In het rapport ‘Nederland 100 procent duurzame energie in 2030’, dat Urgenda op 14 maart presenteerde, ligt de lat hoog. De vraag is of hij misschien zó hoog ligt dat we er wel heel gemakkelijk onderdoor kunnen lopen.
In 2030 woont de Nederlander in een energieneutraal huis, rijdt hij in een elektrische auto (die hij natuurlijk deelt met de buren) en eet hij regionaal vegetarisch en op feestjes misschien eens een stukje vlees. Op zee staat een windpark van 16.800 megawatt (pakweg 4.200 fikse windmolens). Oh ja, onze industrie draait voor een groot deel op groene grondstoffen. Energiezuinig, dat spreekt voor zich. Zie hier de droom van Marjan Minnesma, directeur van Urgenda, die het rapport ‘Nederland 100 procent duurzaam in 2030’ schreef.
Minnesma hamert erop dat het rapport uitgaat van conservatieve schattingen. Met een beetje geluk kan het dus allemaal nog wat sneller. Natuurlijk heeft Minnesma een groene bril op, donkergroen zelfs.

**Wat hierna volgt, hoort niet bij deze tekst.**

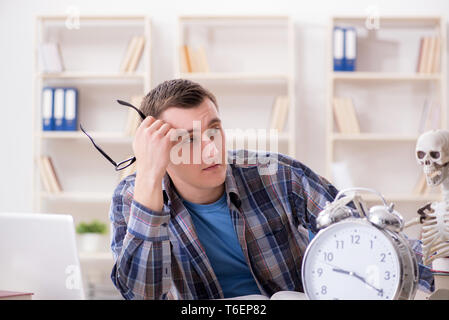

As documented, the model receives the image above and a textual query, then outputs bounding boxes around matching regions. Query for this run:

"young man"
[110,79,430,299]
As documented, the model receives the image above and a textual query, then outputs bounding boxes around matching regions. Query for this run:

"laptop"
[0,213,85,300]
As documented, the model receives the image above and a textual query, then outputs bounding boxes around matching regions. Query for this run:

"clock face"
[302,221,401,300]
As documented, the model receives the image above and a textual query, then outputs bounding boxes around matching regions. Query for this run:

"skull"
[415,129,449,186]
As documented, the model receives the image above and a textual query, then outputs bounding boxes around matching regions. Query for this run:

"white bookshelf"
[174,15,297,157]
[326,16,447,235]
[33,15,152,261]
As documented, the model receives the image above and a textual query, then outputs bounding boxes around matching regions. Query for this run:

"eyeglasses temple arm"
[80,124,117,166]
[117,100,146,120]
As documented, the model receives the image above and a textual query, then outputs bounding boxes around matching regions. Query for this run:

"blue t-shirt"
[184,193,260,298]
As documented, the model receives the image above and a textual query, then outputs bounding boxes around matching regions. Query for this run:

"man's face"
[160,98,226,189]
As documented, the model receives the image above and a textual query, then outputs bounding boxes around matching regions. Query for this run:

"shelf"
[179,72,290,81]
[38,71,145,81]
[78,252,113,262]
[225,129,290,141]
[36,14,147,21]
[41,192,112,203]
[331,71,441,81]
[39,131,133,142]
[331,133,419,142]
[362,193,441,203]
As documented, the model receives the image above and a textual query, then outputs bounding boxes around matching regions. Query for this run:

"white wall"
[0,0,449,215]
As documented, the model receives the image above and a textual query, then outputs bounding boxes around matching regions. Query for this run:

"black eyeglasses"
[80,100,146,171]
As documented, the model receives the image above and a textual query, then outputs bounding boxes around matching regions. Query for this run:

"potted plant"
[76,220,107,252]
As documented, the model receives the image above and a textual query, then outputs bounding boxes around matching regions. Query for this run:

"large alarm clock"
[302,188,418,300]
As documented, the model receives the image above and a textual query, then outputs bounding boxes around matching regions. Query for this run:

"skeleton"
[405,129,449,271]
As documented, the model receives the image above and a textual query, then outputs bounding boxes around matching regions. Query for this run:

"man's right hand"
[133,116,176,211]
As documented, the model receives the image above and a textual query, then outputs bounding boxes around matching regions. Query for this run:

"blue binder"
[344,27,357,71]
[53,88,65,131]
[64,88,78,131]
[332,27,345,71]
[41,87,54,131]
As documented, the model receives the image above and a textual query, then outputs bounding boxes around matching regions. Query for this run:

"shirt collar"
[162,164,242,208]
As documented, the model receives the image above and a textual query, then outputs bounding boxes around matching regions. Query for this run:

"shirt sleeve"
[291,163,338,235]
[109,179,171,299]
[405,236,435,293]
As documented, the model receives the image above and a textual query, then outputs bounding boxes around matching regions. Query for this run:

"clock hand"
[327,263,383,293]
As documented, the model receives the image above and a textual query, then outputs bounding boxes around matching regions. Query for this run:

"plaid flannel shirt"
[110,150,433,299]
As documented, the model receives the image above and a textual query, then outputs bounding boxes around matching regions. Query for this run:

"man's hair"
[140,79,218,118]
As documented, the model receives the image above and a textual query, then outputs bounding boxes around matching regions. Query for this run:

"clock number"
[336,240,344,249]
[324,252,334,262]
[351,234,360,244]
[321,286,327,294]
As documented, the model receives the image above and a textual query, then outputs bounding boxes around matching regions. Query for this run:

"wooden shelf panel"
[179,72,291,81]
[331,71,441,81]
[39,131,133,142]
[78,252,113,262]
[331,133,419,142]
[38,71,146,80]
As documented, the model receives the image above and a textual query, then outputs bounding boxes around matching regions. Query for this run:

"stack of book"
[180,45,210,73]
[270,96,288,132]
[333,97,360,134]
[416,37,441,73]
[42,87,78,131]
[39,155,62,193]
[120,36,145,72]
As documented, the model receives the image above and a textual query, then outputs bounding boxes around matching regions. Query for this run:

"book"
[53,88,65,131]
[416,38,424,73]
[63,88,78,131]
[39,42,64,73]
[120,36,138,72]
[42,87,78,131]
[333,27,344,71]
[126,36,145,72]
[343,27,357,71]
[38,156,53,192]
[41,87,54,131]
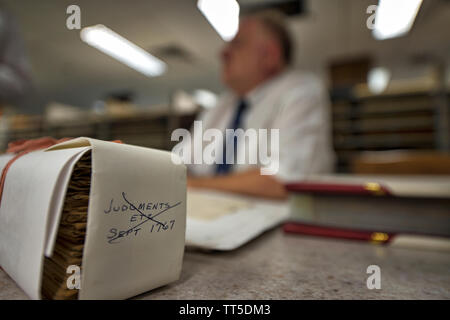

Dat is goed, want Urgenda moet niet alleen laten zien hoe een duurzame samenleving er in de praktijk kan uitzien, maar ook zorgen dat burgers, ondernemers en beleidsmakers hun dromen daarover durven na te jagen.
De vraag is of dat het beste met cijfers kan. Want wie gaat berekenen hoe onze samenleving in 2030 100 procent op duurzame energie draait, kan er op rekenen dat anderen met het rekenmachientje in de hand cijfers gaan checken en dromen gaan wegstrepen.
Neem energiebesparing. Urgenda gaat er vanuit dat Nederland in 2030 48 procent minder energie verbruikt dan in 2011, door energie te besparen. Bedenk dan wel dat tussen 2000 en 2010 Nederland jaarlijks slechts 1,1 procent energie wist te besparen. Dat was bovendien geen absolute maar een relatieve besparing. Zonder maatregelen was het energieverbruik gegroeid, nu bleef het op hetzelfde niveau hangen.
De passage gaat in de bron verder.